A Kinetic Database for Astrochemistry (KIDA)

The paper entitled "A KInetic Database for Astrochemistry (KIDA)" introduces a comprehensive and meticulously curated chemical database catering to the needs of astrochemical modeling. This resource is critical for researchers modeling the chemical processes occurring in various astronomical environments, namely the interstellar medium (ISM), planetary atmospheres, and circumstellar envelopes. The KIDA database is a repository of gas-phase reactions, offering vetted rate coefficients and associated uncertainties, which are essential for the development and refinement of chemical models.

Key Features of KIDA

KIDA distinctly provides a platform for merging experimental and theoretical results regarding rate coefficients and their uncertainties. Its structure allows users to submit their measured or computed data, which are thoroughly analyzed by domain experts before inclusion. The database is designed for effective data management, augmented by user-friendly visualization and the flexible downloading of reaction lists pertinent to specific research needs.

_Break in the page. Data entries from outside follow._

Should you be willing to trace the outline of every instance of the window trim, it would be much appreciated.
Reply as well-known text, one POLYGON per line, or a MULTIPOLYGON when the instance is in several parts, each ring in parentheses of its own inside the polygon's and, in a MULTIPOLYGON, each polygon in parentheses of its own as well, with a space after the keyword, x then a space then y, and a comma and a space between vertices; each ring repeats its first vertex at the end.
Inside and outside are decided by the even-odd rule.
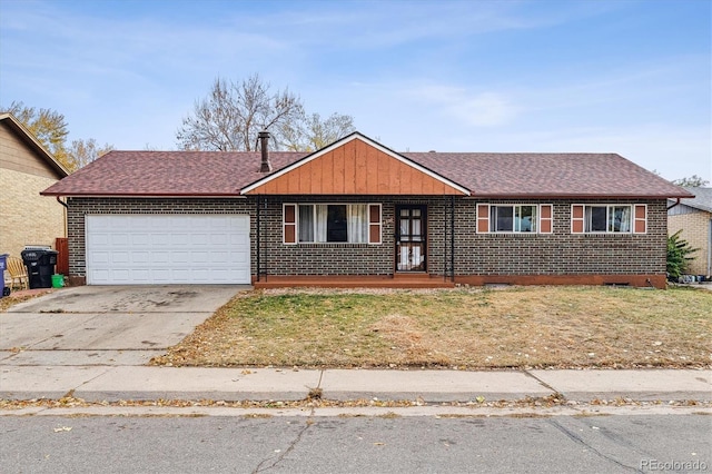
POLYGON ((572 204, 571 205, 571 234, 576 235, 593 235, 593 236, 609 236, 609 235, 644 235, 647 234, 647 205, 636 203, 591 203, 591 204, 572 204), (605 207, 605 230, 589 230, 586 231, 586 208, 591 207, 605 207), (611 231, 609 230, 610 211, 611 208, 627 207, 631 209, 630 214, 630 230, 626 231, 611 231), (642 217, 639 216, 639 211, 642 213, 642 217), (642 230, 641 230, 642 227, 642 230))
MULTIPOLYGON (((348 210, 347 210, 348 213, 348 210)), ((283 231, 281 241, 284 245, 338 245, 338 246, 355 246, 355 245, 383 245, 383 204, 380 203, 284 203, 283 213, 283 231), (287 223, 286 207, 293 206, 295 213, 294 223, 287 223), (299 206, 366 206, 366 241, 300 241, 299 240, 299 206), (378 209, 378 221, 372 220, 372 208, 378 209), (294 241, 287 241, 287 226, 294 226, 294 241), (372 239, 372 229, 378 229, 378 240, 372 239)))
MULTIPOLYGON (((548 235, 554 233, 554 205, 548 203, 478 203, 476 206, 476 225, 475 231, 477 234, 493 234, 493 235, 548 235), (492 207, 536 207, 536 230, 535 231, 522 231, 522 230, 492 230, 492 219, 490 218, 492 207), (542 208, 548 208, 548 217, 543 217, 542 208), (543 225, 548 230, 542 230, 543 225)), ((514 209, 513 209, 514 215, 514 209)))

The structure of KIDA embraces:

• Chemical Species Data: This includes details such as InChI codes, CAS registry numbers, electronic states, polarizability index, dipole moments, and enthalpy of formation.
• Rate Coefficients: These are pivotal to defining the kinetics of gas-phase reactions, recorded with specific parameters (A, B, C) to accommodate different temperature dependencies across nine reaction categories.

Implications and Future Prospects

The creation of KIDA seeks to synchronize the efforts in astrochemical research, providing a standardized and critical resource that minimizes the disparities seen in pre-existing databases like the UMIST Database for Astrochemistry (udfa) and the database previously developed by Eric Herbst and collaborators at Ohio State University (OSU). This initiative implies a significant shift towards uniformity and reliability in astrochemical data, enhancing the accuracy of chemical models used in studies of ISM and planetary atmospheres.

With its implication divergent from existing resources, KIDA aims to unify astrochemical data, thus fostering better model predictions and facilitating novel discoveries within this domain. Moreover, this endeavor anticipates a scaling expansion, which will integrate reaction networks tailored towards understanding circumstellar chemistry and planetary atmospheres.

Additionally, KIDA is set to expand its repertoire by eventually including data on state-to-state dynamics, isotopologues, and potentially distinguished ortho and para forms of molecules. An anticipated integration with platforms such as the Virtual Atomic and Molecular DataCenter (VAMDC) is expected to improve the reach and interoperability of KIDA among various scientific repositories and communities.

Modeling and Computational Tools

Accompanying KIDA's database is the Nahoon numerical code, intended for computational analysis of gas-phase chemistry in 0D and 1D astrophysical contexts. This software aligns with the data structures from KIDA, enabling simulations that account for temperature-dependent reaction networks. An added feature is the ability to calculate reaction rates without extrapolating beyond validated temperature ranges, ensuring the integrity of simulations and observational comparisons.

Conclusion

KIDA exemplifies an ambitious effort to centralize and critique the chemical kinetic data vital for understanding astrochemical processes. It reflects ongoing advancements in the field, offering a strategic approach to integrating experimental and theoretical results across multiple domains of interest within astrochemistry. As the initiative progresses, KIDA will undoubtedly play a transformative role, paving the way for deeper insights into complex chemical phenomena in varied astronomical contexts.